16.92. Unanimity of consent, in the view of the Committee, is necessary to prevent prejudice to a minority shareholder who might otherwise be forced to accept liability to tax on profits he has no immediate prospect of receiving.

Consequences of Election and of Termination of Election

16.93. When an election applies, the taxable income or allowable loss of the company should be allocated to shareholders in accordance with their daily holdings of shares during the year of income. This will accord with the law as proposed in the United States where, for the present, allocation on daily holdings applies only to losses. Allocations of taxable income to shareholders will bear the same character as the income had in the hands of the company. There will need to be rules by which income of any class, for example dividends carrying an imputation credit, are treated as being spread over the allocations. Capital gains and losses will be allocated.

16.94. Special rules will be necessary to deal with pre-election accumulated income or pre-election losses of the company.

16.95. Allocations taxed to a shareholder will increase the cost of his shares for purposes of tax on any gain made on realisation of the shares. An actual distribution to a shareholder from allocated profits will not be taxed to the shareholder but will reduce the cost of his shares.
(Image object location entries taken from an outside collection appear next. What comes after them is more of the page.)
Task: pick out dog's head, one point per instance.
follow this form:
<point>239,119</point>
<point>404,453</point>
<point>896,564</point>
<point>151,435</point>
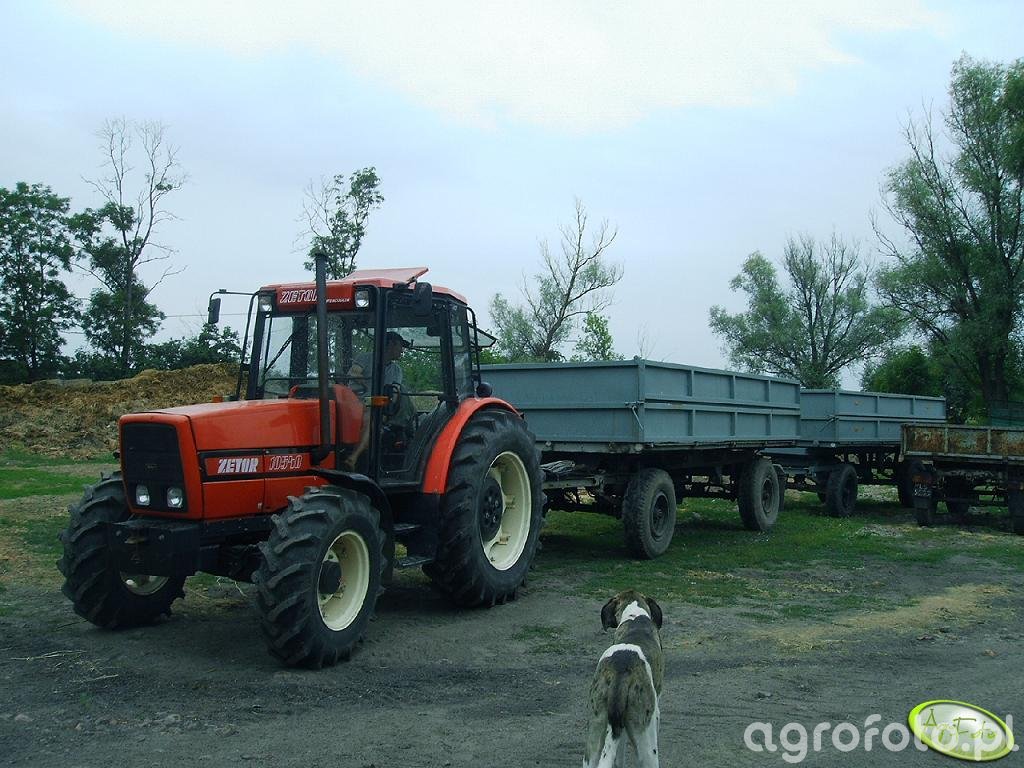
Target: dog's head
<point>625,603</point>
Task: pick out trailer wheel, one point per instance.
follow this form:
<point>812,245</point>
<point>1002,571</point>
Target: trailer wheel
<point>841,493</point>
<point>492,512</point>
<point>649,513</point>
<point>320,577</point>
<point>98,591</point>
<point>904,480</point>
<point>760,495</point>
<point>1015,502</point>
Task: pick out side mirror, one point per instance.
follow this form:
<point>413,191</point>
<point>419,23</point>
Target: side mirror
<point>423,299</point>
<point>214,311</point>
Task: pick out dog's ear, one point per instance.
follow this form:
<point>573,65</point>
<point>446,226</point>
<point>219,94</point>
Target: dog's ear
<point>655,611</point>
<point>608,620</point>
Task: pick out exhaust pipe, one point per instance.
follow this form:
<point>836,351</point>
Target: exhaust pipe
<point>322,452</point>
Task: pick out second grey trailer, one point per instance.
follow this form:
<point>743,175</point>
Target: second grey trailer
<point>632,437</point>
<point>850,438</point>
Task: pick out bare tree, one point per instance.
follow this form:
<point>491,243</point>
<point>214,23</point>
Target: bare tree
<point>118,239</point>
<point>573,283</point>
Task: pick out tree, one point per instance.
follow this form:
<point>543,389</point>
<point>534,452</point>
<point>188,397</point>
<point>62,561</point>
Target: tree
<point>960,280</point>
<point>209,345</point>
<point>572,285</point>
<point>336,213</point>
<point>118,239</point>
<point>35,304</point>
<point>596,342</point>
<point>819,325</point>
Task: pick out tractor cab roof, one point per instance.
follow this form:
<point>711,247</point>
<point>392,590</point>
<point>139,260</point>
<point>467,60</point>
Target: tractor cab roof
<point>340,291</point>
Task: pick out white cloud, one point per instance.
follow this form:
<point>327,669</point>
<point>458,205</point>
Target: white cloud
<point>572,66</point>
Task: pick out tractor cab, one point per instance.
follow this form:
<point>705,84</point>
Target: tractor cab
<point>399,357</point>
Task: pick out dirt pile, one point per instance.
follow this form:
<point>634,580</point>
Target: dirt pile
<point>79,419</point>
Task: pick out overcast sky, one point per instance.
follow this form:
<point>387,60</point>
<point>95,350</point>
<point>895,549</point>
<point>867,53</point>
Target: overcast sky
<point>702,130</point>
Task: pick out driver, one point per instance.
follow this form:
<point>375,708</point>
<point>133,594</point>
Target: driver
<point>403,413</point>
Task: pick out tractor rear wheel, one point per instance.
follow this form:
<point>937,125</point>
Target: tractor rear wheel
<point>649,513</point>
<point>492,511</point>
<point>98,591</point>
<point>320,577</point>
<point>759,496</point>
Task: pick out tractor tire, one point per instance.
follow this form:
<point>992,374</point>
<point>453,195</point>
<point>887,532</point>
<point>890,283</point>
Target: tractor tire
<point>320,577</point>
<point>760,496</point>
<point>491,515</point>
<point>99,592</point>
<point>841,493</point>
<point>649,513</point>
<point>904,481</point>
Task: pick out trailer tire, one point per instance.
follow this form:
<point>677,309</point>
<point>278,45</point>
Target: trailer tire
<point>494,491</point>
<point>924,511</point>
<point>1015,503</point>
<point>760,496</point>
<point>904,480</point>
<point>325,544</point>
<point>649,513</point>
<point>841,493</point>
<point>98,591</point>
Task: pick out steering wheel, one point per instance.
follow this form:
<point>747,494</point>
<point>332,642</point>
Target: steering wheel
<point>393,392</point>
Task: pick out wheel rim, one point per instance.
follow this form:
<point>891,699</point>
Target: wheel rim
<point>140,584</point>
<point>504,548</point>
<point>349,556</point>
<point>658,516</point>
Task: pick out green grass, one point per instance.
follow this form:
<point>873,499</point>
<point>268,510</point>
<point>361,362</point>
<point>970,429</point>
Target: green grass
<point>18,482</point>
<point>795,570</point>
<point>18,457</point>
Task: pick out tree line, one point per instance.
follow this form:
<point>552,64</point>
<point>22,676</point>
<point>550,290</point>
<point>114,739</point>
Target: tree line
<point>942,313</point>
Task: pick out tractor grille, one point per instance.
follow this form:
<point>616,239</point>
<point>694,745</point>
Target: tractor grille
<point>152,458</point>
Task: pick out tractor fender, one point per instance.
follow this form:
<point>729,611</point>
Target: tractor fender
<point>435,476</point>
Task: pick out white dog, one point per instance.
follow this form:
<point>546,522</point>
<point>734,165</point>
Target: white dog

16.96. The revocation of an election in any year should be treated as relating to the whole of that year. To minimise scope for tax planning that might be practised by moving into and out of the election system, and to minimise administrative complications, the right to make a fresh election after a revocation should be restricted. In the United States a fresh election may not be made until five years after the revocation, except with the leave of the Revenue.